The move comes amid growing concerns from marketers under the Depot and Petroleum Products Marketers Association of Nigeria (DAPPMAN), who argue that the price reductions are placing pressure on margins and creating an uneven competitive environment.
Some depot operators allege that frequent post-sale price adjustments have left them absorbing losses to remain operational.
In response, senior officials at Dangote Refinery maintain that their pricing is based on current production economics and output efficiency.
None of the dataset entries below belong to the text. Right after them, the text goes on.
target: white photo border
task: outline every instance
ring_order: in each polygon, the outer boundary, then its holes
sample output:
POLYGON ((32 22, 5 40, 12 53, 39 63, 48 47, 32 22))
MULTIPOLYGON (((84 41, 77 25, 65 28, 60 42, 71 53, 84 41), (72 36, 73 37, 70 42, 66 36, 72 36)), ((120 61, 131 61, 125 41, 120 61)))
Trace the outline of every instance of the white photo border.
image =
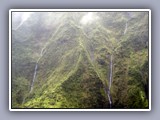
POLYGON ((10 111, 151 111, 151 10, 150 9, 10 9, 9 10, 9 110, 10 111), (148 109, 67 109, 67 108, 12 108, 11 64, 12 64, 12 12, 148 12, 149 14, 149 108, 148 109))

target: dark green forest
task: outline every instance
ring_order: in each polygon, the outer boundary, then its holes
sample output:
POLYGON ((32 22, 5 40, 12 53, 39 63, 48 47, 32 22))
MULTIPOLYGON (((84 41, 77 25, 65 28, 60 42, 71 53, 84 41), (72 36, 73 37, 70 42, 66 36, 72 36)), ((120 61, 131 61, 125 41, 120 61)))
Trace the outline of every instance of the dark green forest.
POLYGON ((148 12, 12 12, 12 108, 149 108, 148 12))

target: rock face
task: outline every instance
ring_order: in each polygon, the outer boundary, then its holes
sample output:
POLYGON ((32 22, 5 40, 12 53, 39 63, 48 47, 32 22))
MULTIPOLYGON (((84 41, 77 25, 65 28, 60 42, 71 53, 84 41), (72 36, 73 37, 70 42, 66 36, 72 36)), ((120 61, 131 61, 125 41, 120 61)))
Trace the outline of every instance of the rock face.
POLYGON ((12 19, 12 108, 148 108, 148 12, 23 14, 12 19))

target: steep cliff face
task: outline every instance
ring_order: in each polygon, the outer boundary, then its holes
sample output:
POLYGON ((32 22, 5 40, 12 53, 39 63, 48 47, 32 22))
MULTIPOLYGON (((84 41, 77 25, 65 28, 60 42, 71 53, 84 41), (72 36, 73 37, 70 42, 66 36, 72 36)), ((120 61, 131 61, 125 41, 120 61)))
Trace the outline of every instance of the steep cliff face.
POLYGON ((33 12, 12 26, 12 108, 148 108, 148 12, 33 12))

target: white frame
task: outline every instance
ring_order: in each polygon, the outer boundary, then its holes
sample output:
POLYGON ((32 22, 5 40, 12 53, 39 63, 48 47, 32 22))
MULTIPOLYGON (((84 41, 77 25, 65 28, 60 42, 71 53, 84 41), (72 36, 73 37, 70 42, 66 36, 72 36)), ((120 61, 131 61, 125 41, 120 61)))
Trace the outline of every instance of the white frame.
POLYGON ((9 10, 9 110, 10 111, 150 111, 151 110, 151 10, 150 9, 10 9, 9 10), (108 12, 108 11, 139 11, 149 12, 149 109, 12 109, 11 108, 11 15, 12 12, 18 11, 60 11, 60 12, 72 12, 72 11, 95 11, 95 12, 108 12))

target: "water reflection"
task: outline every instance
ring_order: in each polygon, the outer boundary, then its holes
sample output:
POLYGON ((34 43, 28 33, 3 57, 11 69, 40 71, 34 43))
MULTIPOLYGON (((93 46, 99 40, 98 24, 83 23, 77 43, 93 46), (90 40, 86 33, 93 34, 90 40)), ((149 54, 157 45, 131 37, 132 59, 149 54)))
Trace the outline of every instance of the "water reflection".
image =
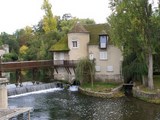
POLYGON ((31 120, 159 120, 160 105, 135 98, 100 99, 68 90, 9 99, 33 107, 31 120))

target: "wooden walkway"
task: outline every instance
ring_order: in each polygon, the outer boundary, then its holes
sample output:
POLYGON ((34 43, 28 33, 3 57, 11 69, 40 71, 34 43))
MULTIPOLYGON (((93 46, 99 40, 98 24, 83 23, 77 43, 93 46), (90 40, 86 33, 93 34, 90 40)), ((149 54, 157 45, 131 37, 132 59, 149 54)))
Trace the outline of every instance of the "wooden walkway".
POLYGON ((1 62, 0 71, 10 72, 17 69, 32 69, 32 68, 45 68, 52 67, 52 60, 37 60, 37 61, 19 61, 19 62, 1 62))
POLYGON ((0 77, 3 72, 14 72, 16 74, 16 83, 22 84, 22 70, 32 70, 33 82, 36 81, 38 70, 42 68, 49 68, 51 71, 50 78, 54 79, 54 70, 58 74, 58 68, 63 67, 68 74, 71 74, 69 68, 75 71, 75 66, 78 61, 75 60, 35 60, 35 61, 17 61, 17 62, 0 62, 0 77))

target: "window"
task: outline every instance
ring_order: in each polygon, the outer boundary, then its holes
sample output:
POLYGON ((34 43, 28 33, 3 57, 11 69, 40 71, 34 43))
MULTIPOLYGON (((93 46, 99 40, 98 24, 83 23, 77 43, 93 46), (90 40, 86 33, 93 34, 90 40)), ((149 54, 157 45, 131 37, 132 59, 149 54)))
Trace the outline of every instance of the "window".
POLYGON ((99 56, 100 60, 107 60, 107 52, 100 52, 99 56))
POLYGON ((102 49, 105 49, 107 48, 107 36, 106 35, 100 35, 99 36, 99 47, 102 48, 102 49))
POLYGON ((95 66, 96 72, 101 71, 101 67, 100 66, 95 66))
POLYGON ((72 41, 72 47, 73 48, 77 48, 78 47, 77 41, 72 41))

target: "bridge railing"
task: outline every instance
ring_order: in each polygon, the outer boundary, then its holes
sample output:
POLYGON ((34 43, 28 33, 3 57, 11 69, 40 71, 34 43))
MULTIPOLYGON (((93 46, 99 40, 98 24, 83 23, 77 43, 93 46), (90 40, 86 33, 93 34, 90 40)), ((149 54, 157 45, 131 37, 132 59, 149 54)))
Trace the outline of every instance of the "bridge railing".
POLYGON ((74 67, 78 63, 78 60, 54 60, 54 66, 68 66, 74 67))
POLYGON ((32 69, 42 67, 74 67, 78 60, 35 60, 35 61, 17 61, 17 62, 1 62, 0 71, 14 71, 17 69, 32 69))
POLYGON ((30 68, 40 68, 49 67, 53 65, 52 60, 37 60, 37 61, 17 61, 17 62, 1 62, 1 71, 10 71, 16 69, 30 69, 30 68))

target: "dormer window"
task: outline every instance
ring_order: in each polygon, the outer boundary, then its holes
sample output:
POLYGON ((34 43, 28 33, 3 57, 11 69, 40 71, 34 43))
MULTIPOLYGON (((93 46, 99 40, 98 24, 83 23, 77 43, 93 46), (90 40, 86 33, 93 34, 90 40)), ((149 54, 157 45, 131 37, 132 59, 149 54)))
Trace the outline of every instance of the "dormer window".
POLYGON ((106 49, 108 43, 108 36, 107 35, 99 35, 99 47, 101 49, 106 49))

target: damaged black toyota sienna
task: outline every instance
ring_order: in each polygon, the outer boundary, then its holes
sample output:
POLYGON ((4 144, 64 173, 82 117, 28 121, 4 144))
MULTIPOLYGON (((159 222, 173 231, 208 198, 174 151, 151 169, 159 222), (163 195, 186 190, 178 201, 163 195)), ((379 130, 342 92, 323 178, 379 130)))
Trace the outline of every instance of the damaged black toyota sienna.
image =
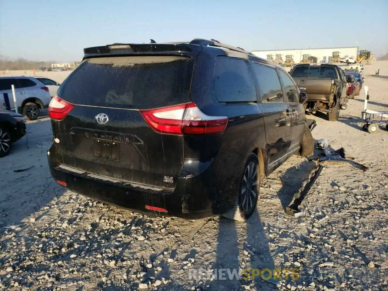
POLYGON ((273 63, 212 40, 84 50, 49 107, 51 174, 138 212, 249 218, 260 182, 312 154, 301 92, 273 63))

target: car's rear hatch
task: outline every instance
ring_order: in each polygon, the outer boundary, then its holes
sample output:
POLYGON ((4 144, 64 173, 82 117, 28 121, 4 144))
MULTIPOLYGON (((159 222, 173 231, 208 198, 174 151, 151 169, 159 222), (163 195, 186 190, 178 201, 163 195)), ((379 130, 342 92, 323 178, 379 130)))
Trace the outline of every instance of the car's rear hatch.
POLYGON ((182 136, 157 132, 141 111, 190 102, 194 59, 151 55, 85 60, 58 92, 75 105, 63 120, 52 121, 54 137, 60 140, 59 166, 173 187, 183 161, 182 136))

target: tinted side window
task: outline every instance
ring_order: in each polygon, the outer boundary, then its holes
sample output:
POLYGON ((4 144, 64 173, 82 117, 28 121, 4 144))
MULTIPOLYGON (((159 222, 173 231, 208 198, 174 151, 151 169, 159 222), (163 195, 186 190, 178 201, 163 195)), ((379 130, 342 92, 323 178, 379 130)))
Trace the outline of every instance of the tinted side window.
POLYGON ((217 57, 214 91, 220 102, 257 101, 255 79, 247 60, 217 57))
POLYGON ((300 66, 296 67, 291 76, 295 78, 307 78, 308 75, 309 67, 309 66, 300 66))
POLYGON ((253 70, 260 88, 263 102, 284 102, 283 92, 276 69, 253 63, 253 70))
POLYGON ((17 88, 18 82, 15 79, 0 79, 0 90, 10 90, 11 85, 15 85, 15 88, 17 88))
POLYGON ((321 66, 319 76, 322 78, 335 79, 337 78, 337 74, 335 69, 333 67, 321 66))
POLYGON ((280 78, 283 82, 283 85, 286 91, 288 102, 291 103, 299 103, 299 92, 296 85, 294 83, 288 74, 281 70, 280 71, 280 78))
POLYGON ((319 66, 312 66, 308 70, 308 76, 310 78, 319 78, 319 66))
POLYGON ((49 79, 42 79, 39 80, 39 81, 47 86, 55 86, 57 85, 57 83, 49 79), (42 80, 43 81, 42 82, 42 80))
POLYGON ((17 88, 25 88, 28 87, 33 87, 36 85, 36 83, 29 79, 19 79, 19 86, 17 88))

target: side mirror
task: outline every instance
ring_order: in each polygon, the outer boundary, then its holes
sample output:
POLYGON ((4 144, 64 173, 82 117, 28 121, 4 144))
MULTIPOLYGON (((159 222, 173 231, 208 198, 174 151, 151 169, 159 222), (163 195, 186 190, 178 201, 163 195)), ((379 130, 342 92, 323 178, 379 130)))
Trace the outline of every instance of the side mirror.
POLYGON ((301 92, 299 95, 299 102, 304 104, 307 100, 307 94, 305 92, 301 92))

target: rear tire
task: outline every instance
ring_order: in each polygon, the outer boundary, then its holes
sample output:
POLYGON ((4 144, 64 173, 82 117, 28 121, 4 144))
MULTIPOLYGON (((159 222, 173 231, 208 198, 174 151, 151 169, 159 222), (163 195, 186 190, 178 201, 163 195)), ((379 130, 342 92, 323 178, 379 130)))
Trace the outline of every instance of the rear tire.
POLYGON ((346 100, 345 100, 345 103, 343 105, 341 105, 341 109, 343 110, 346 110, 348 109, 348 105, 349 104, 349 98, 346 97, 346 100))
POLYGON ((29 102, 23 106, 22 114, 28 120, 35 120, 39 116, 39 107, 35 103, 29 102))
POLYGON ((307 158, 314 154, 314 138, 308 127, 305 124, 303 129, 303 138, 301 147, 299 153, 301 156, 307 158))
POLYGON ((329 121, 337 121, 340 115, 340 102, 337 100, 336 105, 331 108, 331 112, 329 113, 329 121))
POLYGON ((251 153, 247 159, 241 175, 237 197, 230 211, 222 214, 226 218, 245 221, 256 208, 260 190, 260 167, 258 158, 251 153))
POLYGON ((368 126, 368 132, 370 133, 374 133, 379 130, 379 126, 375 123, 371 123, 368 126))
POLYGON ((12 142, 8 130, 3 126, 0 126, 0 158, 7 155, 11 151, 12 142))

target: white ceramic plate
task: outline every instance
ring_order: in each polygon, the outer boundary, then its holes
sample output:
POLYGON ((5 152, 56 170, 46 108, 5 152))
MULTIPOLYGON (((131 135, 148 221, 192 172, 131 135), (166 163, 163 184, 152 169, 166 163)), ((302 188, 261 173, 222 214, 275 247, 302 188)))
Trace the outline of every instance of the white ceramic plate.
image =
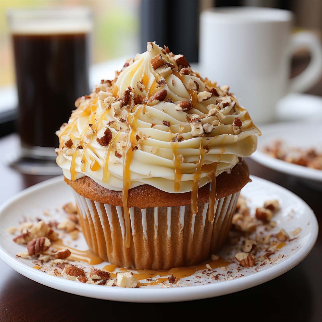
POLYGON ((251 156, 253 160, 271 169, 307 180, 321 186, 322 171, 279 160, 264 152, 266 146, 276 140, 281 140, 290 147, 322 149, 320 127, 317 123, 278 123, 260 127, 261 136, 258 138, 257 150, 251 156))
MULTIPOLYGON (((0 258, 18 272, 44 285, 73 294, 114 301, 146 303, 187 301, 218 296, 252 287, 287 272, 302 260, 315 243, 318 229, 312 210, 297 196, 269 181, 253 176, 251 179, 252 182, 248 184, 242 193, 250 200, 251 209, 253 210, 255 207, 261 206, 268 199, 277 198, 281 209, 274 217, 278 224, 277 229, 284 228, 289 232, 300 227, 302 230, 298 238, 280 250, 281 254, 284 255, 283 258, 272 265, 244 269, 242 277, 231 278, 232 280, 205 279, 203 285, 202 283, 189 284, 184 282, 185 284, 182 287, 162 288, 159 284, 156 287, 123 289, 78 283, 33 268, 33 264, 31 264, 30 260, 15 256, 17 252, 25 251, 25 247, 14 242, 12 235, 7 232, 6 228, 17 226, 23 216, 43 218, 44 210, 57 209, 72 201, 72 192, 62 177, 26 189, 1 207, 0 258)), ((80 243, 78 240, 77 242, 78 244, 80 243)), ((223 250, 222 256, 226 254, 227 251, 227 248, 223 250)), ((106 264, 103 263, 98 267, 101 267, 106 264)), ((229 270, 232 270, 234 265, 237 266, 234 264, 230 265, 229 270)), ((221 270, 217 269, 218 272, 226 273, 221 270)))

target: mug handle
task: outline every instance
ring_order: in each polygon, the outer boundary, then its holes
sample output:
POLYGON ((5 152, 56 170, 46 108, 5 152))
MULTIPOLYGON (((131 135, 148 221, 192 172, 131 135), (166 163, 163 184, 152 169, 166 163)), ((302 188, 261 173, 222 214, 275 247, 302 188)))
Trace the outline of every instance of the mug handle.
POLYGON ((319 78, 322 67, 322 51, 317 37, 311 33, 301 31, 293 35, 291 52, 306 47, 311 53, 311 60, 306 68, 290 80, 290 92, 304 92, 310 88, 319 78))

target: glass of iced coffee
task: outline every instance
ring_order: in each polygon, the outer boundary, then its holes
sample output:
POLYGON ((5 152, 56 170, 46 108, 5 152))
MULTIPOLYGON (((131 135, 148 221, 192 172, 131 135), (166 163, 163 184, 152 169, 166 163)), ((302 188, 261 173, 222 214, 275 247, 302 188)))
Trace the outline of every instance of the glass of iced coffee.
POLYGON ((76 99, 89 91, 91 12, 83 7, 14 9, 7 17, 18 97, 19 162, 25 169, 26 163, 35 162, 36 173, 54 160, 55 131, 76 99))

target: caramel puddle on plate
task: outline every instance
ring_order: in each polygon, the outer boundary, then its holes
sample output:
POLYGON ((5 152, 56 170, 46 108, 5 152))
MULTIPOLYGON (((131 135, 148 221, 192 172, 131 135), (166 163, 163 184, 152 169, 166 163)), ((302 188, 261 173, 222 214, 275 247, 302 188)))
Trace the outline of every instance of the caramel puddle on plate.
MULTIPOLYGON (((281 243, 281 244, 285 244, 281 243)), ((54 242, 52 245, 57 250, 68 248, 71 253, 70 256, 72 260, 79 260, 88 263, 91 265, 96 265, 100 264, 104 261, 98 256, 93 254, 89 249, 86 251, 80 251, 69 246, 65 245, 61 239, 58 239, 54 242)), ((283 245, 284 246, 284 245, 283 245)), ((282 247, 282 246, 281 247, 282 247)), ((221 267, 223 266, 227 266, 231 264, 222 258, 220 258, 216 260, 209 260, 205 262, 198 265, 188 266, 186 267, 175 267, 168 270, 130 270, 124 267, 118 269, 118 271, 116 272, 118 268, 117 266, 113 264, 109 264, 104 266, 102 270, 108 272, 111 275, 111 277, 115 277, 118 272, 131 272, 133 276, 138 280, 147 279, 149 277, 154 278, 159 276, 154 280, 148 283, 140 283, 138 284, 139 286, 156 285, 165 281, 168 280, 168 278, 165 277, 173 275, 175 277, 182 279, 193 275, 197 270, 208 270, 207 264, 209 264, 213 270, 221 267)))
POLYGON ((276 248, 276 249, 280 249, 281 248, 282 248, 286 244, 286 243, 285 242, 274 242, 271 244, 270 245, 270 247, 269 247, 269 248, 271 247, 273 247, 274 246, 276 246, 275 248, 276 248))
MULTIPOLYGON (((176 278, 182 279, 193 275, 197 270, 208 270, 206 266, 209 264, 213 269, 221 267, 222 266, 228 266, 231 264, 230 262, 227 261, 222 258, 220 258, 216 260, 209 260, 205 263, 188 266, 186 267, 175 267, 172 268, 169 270, 128 270, 124 268, 119 269, 120 272, 132 272, 133 276, 138 280, 146 279, 149 277, 160 277, 156 279, 152 282, 148 283, 140 283, 139 282, 139 286, 142 285, 156 285, 165 281, 168 280, 167 277, 165 277, 168 275, 173 275, 176 278)), ((115 270, 117 268, 116 265, 113 264, 107 265, 102 269, 103 270, 108 272, 111 274, 111 277, 115 277, 116 276, 115 270)))
POLYGON ((52 245, 58 250, 68 248, 71 253, 70 257, 71 259, 72 260, 86 262, 91 265, 96 265, 104 261, 103 260, 93 254, 89 249, 87 251, 80 251, 73 248, 70 246, 64 245, 61 239, 58 239, 52 245))

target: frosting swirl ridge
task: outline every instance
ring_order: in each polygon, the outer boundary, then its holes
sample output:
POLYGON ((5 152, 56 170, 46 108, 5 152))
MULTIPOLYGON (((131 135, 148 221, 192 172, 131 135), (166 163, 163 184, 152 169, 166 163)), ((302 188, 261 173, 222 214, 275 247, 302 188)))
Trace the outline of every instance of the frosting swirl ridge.
POLYGON ((247 111, 183 55, 148 43, 116 73, 78 99, 58 131, 56 161, 67 178, 185 192, 209 182, 209 166, 215 175, 229 172, 256 149, 260 132, 247 111))

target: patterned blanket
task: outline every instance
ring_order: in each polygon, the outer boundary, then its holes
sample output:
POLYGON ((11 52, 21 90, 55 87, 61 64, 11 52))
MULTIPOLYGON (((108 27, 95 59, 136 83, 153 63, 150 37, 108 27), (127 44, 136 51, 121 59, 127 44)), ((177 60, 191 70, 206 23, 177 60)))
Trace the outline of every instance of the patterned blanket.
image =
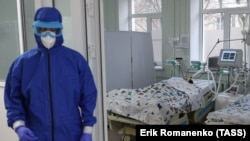
POLYGON ((168 124, 175 114, 203 107, 203 95, 211 84, 172 77, 144 88, 114 89, 106 94, 106 106, 108 111, 146 124, 168 124))

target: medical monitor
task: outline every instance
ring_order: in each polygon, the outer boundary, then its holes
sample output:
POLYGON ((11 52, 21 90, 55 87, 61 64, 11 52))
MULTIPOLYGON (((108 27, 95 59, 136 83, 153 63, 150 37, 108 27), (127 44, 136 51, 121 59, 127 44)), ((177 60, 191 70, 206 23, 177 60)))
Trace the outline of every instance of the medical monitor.
POLYGON ((218 60, 220 67, 242 67, 241 49, 221 49, 218 60))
They argue that the domestic refining model offers cost advantages over reliance on imported petroleum products, especially as the naira continues to experience fluctuations in the FX market.
The latest reduction also comes as Nigeria’s petrol consumption patterns continue to adjust post-subsidy.
According to recent figures from the Nigerian Midstream and Downstream Petroleum Regulatory Authority (NMDPRA), daily fuel importation dropped from 44.6 million litres in August 2024 to 14.7 million litres by April 2025, largely due to the operational impact of local refining.
Aliko Dangote, during a recent briefing, reiterated that Nigeria’s true domestic fuel requirement remains well below publicised figures, claiming the refinery is capable of producing 104 million litres daily with only 46 million litres needed to meet national demand.
The remaining volume is allocated for export across Africa, reinforcing the refinery’s role in regional energy integration.
“With this pricing model, we are not only ensuring domestic supply stability but also discouraging unnecessary fuel imports that undermine local production,” said a Dangote official who spoke under condition of anonymity.
Market watchers believe the continued price moderation could compel more fuel marketers to review logistics costs and procurement strategies, particularly those with legacy reliance on imports or third-party depots.
As the refinery scales closer to full operational capacity, the industry is expected to witness further realignments in pricing, distribution dynamics, and supply chain models.